Rowan Atkinson's argument, namely that there should be a correlation between popular appeal and critical acclaim, does not stand up. If it were the case then there would never be a need for judging panels. The top three at the box office would simply win the top three prizes. It can be hard for those involved to accept that, just as it can be hard for them to accept that they may have now joined the comedy establishment that they once picked up awards for pillorying.

IN THE whole HarperCollins affair, the publisher's best-selling author, Jeffrey Archer, has been unusually silent. No longer. He explained to me in his penthouse flat that he had felt in a difficult position, being an old friend of the two opposing protaganists - UK chairman Eddie Bell and his own editor, whistleblower Stuart Proffitt. But he did manage to find words, none too friendly, for his fellow authors threatening to leave the tarnished publishers. "You don't walk out on old friends just to get a bit of praise and publicity."

So could I take it that Lord Archer's agent would not be renegotiating his own three-book deal? "I don't have an agent any more," he grinned, glancing up at the Monet on the wall. "When you earn what I do, 15 per cent comes to rather a lot."

NOEL COWARD, I suspect, might have taken quite a fancy to Blur's Damon Albarn. But the two are never to be linked, not even on disc. Albarn collaborated with Michael Nyman on a version of Coward's London Pride for a new tribute album. But executive producer Neil Tennant of the Pet Shop Boys has rejected it. Apparently the pair had written an experimental electronic track. "It bears no resemblance to the original," says a startled spokeswoman. And thus The Master's chance of joining Cool Britannia disappears.
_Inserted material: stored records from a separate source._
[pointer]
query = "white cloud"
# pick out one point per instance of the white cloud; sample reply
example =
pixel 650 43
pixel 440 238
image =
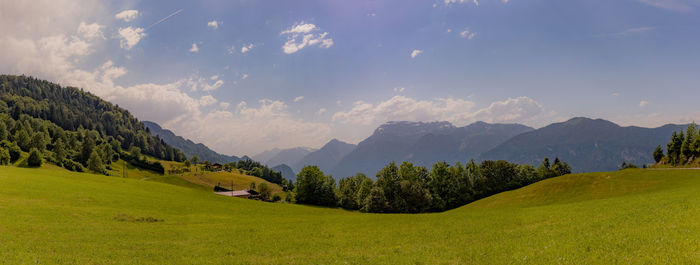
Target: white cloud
pixel 47 45
pixel 213 24
pixel 207 100
pixel 300 28
pixel 457 111
pixel 127 15
pixel 402 108
pixel 629 32
pixel 415 53
pixel 520 109
pixel 467 34
pixel 673 5
pixel 199 83
pixel 301 36
pixel 130 37
pixel 90 31
pixel 214 86
pixel 247 48
pixel 448 2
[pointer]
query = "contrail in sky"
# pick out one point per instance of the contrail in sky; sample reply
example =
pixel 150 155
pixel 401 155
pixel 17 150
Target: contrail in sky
pixel 163 19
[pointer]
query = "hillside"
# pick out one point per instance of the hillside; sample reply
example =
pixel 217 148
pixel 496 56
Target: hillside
pixel 74 110
pixel 635 216
pixel 188 147
pixel 589 145
pixel 327 157
pixel 424 144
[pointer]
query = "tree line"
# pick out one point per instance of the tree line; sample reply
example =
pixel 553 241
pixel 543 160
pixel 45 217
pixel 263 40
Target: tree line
pixel 408 188
pixel 72 109
pixel 72 128
pixel 683 148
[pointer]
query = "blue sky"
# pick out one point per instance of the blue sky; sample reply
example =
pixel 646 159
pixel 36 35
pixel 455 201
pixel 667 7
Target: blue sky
pixel 245 76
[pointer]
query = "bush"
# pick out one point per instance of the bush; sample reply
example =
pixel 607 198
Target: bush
pixel 14 150
pixel 4 156
pixel 34 159
pixel 72 165
pixel 313 187
pixel 276 198
pixel 265 191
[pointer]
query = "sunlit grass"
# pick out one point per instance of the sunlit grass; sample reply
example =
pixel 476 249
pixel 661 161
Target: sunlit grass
pixel 634 216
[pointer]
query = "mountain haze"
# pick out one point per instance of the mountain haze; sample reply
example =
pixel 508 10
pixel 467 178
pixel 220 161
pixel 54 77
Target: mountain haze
pixel 424 143
pixel 327 157
pixel 286 171
pixel 188 147
pixel 290 156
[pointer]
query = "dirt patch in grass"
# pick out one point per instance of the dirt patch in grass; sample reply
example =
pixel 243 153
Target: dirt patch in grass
pixel 128 218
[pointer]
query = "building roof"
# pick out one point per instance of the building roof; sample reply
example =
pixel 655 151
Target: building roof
pixel 235 193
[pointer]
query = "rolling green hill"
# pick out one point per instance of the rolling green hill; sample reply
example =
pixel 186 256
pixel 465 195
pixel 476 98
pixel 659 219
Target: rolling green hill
pixel 50 216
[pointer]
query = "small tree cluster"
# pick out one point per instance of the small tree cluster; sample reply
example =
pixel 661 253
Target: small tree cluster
pixel 683 148
pixel 414 189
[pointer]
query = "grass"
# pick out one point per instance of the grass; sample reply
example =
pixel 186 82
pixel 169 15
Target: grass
pixel 204 180
pixel 51 216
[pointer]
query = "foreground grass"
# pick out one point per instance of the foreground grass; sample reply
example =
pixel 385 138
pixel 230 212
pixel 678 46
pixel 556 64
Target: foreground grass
pixel 634 216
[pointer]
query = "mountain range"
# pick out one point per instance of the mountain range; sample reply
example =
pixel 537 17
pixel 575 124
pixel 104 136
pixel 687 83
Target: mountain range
pixel 188 147
pixel 586 144
pixel 423 143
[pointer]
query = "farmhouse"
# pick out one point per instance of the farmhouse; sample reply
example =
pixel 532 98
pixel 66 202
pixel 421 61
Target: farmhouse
pixel 235 193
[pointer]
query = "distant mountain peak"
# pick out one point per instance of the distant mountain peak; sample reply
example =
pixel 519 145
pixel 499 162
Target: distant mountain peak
pixel 411 127
pixel 585 121
pixel 188 147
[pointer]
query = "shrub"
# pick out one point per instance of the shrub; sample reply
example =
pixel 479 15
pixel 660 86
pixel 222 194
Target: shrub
pixel 72 165
pixel 14 150
pixel 34 159
pixel 265 191
pixel 276 198
pixel 4 156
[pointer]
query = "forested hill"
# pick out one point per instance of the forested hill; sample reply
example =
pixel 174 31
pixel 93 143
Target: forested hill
pixel 188 147
pixel 589 145
pixel 73 109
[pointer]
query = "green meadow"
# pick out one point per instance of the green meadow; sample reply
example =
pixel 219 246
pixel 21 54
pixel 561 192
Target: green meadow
pixel 53 216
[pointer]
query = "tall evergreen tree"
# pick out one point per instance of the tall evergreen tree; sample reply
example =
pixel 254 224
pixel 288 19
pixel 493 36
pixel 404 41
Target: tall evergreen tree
pixel 23 141
pixel 658 154
pixel 95 163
THE quarterly journal of the National Art Collections Fund places the obituaries column for leading figures in the art world next to the column on people moving jobs. So next to the heading Obituary is the heading "Going, Going, Gone". I can reassure Lord Gowrie's friends that though his name appeared under the black letters GOING, he may be leaving the Arts Council but remains in robust health.